Public transit advocates who were hoping to see an increase in funding for upgrades and repairs expressed disappointment.
Lee Matsueda, a program director at Alternatives for Community and Environment, said he feared the budget signaled that costs would be passed on to commuters who could least afford it.
“We look at this [proposal] and we see threats of fare increases,” he said. “[Raising revenue] is an important thing, but there has to be controls on that.”
Matsueda said that at the heart of it, the House budget “doesn’t address structural issues,” including longer-term financing.
The MBTA came under fire following the release of a scathing report by a special panel specially convened by Governor Charlie Baker in the wake of the historic winter snowstorms. The MBTA Panel found that roughly $2.2 billion allocated to the system since 2010 for system repairs remains unspent, seemingly deflating calls from transportation advocates for greater funding for the system.
Matsueda argued, however, that the governor’s report was not the final word. “The public needs to consider that this report is one view – Charlie Baker’s view – of what needs to happen,” he said. “To transform the MBTA we need to invest in the system, particularly in communities that depend on public transit, not penalize them with fare increases.”
Meanwhile, the House Ways and Means budget allocates the same level of direct MBTA funding as the governor’s budget proposal released in early March: $187 million.
Rafael Mares, a senior attorney at the Conservation Law Foundation, said that his group was “pleased to see that the House budget generally reflects the continued importance of funding our transportation system.”
However, Mares added that the $187 million should actually be increased to $202 million to be consistent with the commitments that were made with the Transportation Finance Act of 2013.

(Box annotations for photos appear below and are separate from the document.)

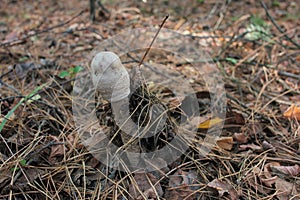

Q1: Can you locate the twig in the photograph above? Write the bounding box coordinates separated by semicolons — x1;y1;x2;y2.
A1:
0;10;83;47
278;71;300;80
139;15;169;66
260;0;300;49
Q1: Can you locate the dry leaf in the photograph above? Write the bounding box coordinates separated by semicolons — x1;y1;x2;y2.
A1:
198;117;223;129
275;178;300;200
283;104;300;121
165;169;199;200
239;143;262;151
216;137;233;150
233;133;249;143
258;162;280;188
129;172;163;199
207;179;238;200
271;164;300;177
49;135;65;163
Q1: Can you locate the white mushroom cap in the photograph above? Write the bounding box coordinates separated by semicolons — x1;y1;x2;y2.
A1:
91;51;130;102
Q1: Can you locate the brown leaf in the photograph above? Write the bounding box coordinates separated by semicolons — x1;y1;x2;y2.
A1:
216;137;233;150
283;104;300;121
271;164;300;177
165;169;199;200
49;135;65;163
258;162;280;188
233;133;249;143
239;143;262;151
207;179;238;200
129;172;163;200
275;178;300;200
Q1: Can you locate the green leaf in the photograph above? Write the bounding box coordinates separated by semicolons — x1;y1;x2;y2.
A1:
58;71;70;78
0;83;47;132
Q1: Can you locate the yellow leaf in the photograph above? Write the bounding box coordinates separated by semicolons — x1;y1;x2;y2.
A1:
216;137;233;150
283;104;300;121
198;117;223;129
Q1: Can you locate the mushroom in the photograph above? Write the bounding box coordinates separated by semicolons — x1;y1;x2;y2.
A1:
91;51;140;166
91;52;167;166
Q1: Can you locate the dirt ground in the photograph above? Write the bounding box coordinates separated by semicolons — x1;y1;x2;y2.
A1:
0;0;300;200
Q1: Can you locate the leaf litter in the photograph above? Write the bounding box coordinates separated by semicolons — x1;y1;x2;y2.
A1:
0;0;300;200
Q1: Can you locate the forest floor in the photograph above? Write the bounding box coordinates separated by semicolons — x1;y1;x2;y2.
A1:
0;0;300;200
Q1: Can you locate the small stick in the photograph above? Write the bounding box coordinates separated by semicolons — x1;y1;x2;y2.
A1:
139;15;169;67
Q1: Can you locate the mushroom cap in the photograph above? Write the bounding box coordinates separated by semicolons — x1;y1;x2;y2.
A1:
91;51;130;102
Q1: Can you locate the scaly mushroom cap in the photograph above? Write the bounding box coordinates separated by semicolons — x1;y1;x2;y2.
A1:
91;51;130;102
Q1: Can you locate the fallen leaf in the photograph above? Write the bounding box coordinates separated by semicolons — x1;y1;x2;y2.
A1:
258;162;280;188
129;172;163;200
283;104;300;121
49;135;65;163
216;137;233;150
207;179;238;200
275;178;300;200
239;143;262;151
233;133;249;143
165;169;199;200
198;117;223;129
271;164;300;177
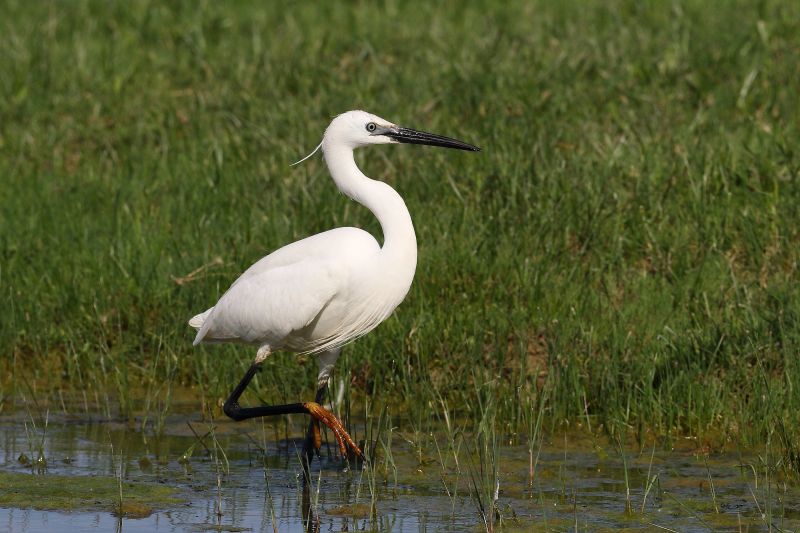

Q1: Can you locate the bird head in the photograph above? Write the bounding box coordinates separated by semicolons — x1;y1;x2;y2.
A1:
322;111;480;152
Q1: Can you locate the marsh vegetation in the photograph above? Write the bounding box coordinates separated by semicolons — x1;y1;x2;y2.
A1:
0;0;800;530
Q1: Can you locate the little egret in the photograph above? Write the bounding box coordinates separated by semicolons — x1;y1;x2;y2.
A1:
189;111;480;461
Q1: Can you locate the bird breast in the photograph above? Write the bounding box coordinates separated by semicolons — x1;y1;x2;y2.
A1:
283;250;416;352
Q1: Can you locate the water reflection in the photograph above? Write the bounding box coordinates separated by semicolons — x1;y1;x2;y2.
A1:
0;416;800;533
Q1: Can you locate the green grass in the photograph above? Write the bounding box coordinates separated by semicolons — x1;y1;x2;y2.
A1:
0;0;800;467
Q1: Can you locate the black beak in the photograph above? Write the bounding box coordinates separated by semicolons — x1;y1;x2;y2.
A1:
380;126;481;152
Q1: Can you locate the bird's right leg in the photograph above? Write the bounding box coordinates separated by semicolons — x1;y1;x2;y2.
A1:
222;347;363;457
301;348;342;473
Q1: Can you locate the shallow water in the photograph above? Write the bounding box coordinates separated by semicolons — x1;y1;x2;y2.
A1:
0;409;800;533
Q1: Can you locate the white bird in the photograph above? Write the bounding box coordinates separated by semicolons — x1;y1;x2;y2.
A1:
189;111;480;460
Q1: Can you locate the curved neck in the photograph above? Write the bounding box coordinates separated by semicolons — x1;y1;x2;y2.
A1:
322;144;417;256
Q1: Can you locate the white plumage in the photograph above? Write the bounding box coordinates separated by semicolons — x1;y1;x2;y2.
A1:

There are disagreements about how binding that 2013 legislation is. As the Banner reported when the governor first released his budget, a spokesperson for state’s Administration and Finance office said the 2013 law did not specifically mandate a dollar amount, and that the $202 million was only included in a “draft schedule” published later. Mares told the Banner by email that while this claim is technically correct — “a legislature cannot bind a future legsilature when it comes to authorizations” — the $202 million amount was laid out in a budget accompanying the law, which presumably would have shaped the MBTA’s assumptions about how much money it had to spend.
Both Mares and Matsueda mentioned a long-running claim among transit advocates that old Big Dig-related projects continue to place a heavy burden on the MBTA.
The MBTA took on $1.8 billion in projects to offset the negative environmental impact of the Big Dig. While some of those costs have since been assumed by the Department of Transportation, the remaining debt has long served as a rallying cry for advocates.
Mares noted an amendment to the House budget by Representative Denise Provost that would add $125 million in contract assistance to pay for the cost of lingering Big Dig projects. Mares said this would “help the MBTA get on more stable financial footing going forward.”
However, MBTA Panel report states that those payments were on track to decrease significantly over the next few years while the T’s overall budget shortfall continues to balloon.
Representative Evandro Carvalho, who recently was elected the chair of the Boston coalition within the Massachusetts legislature, said he was looking forward to a hearing on April 27 in which the MBTA Panel would discuss their findings with the legislature’s joint transportation committee.
“We’re looking at the whole system to see how it should work,” he said. He clarified that fare increases, attempts to crack down on fare evasion, and ideas to perhaps change the current fare system – such as a pay-by-distance system like the kind used in Washington, DC – are all on the table for him at this point.
The House Ways and Means budget is the second step in the state’s budgeting process, which began with the release of the Governor’s budget proposal in early March. The next step will be debate and a vote on the Committee’s proposal on the House floor.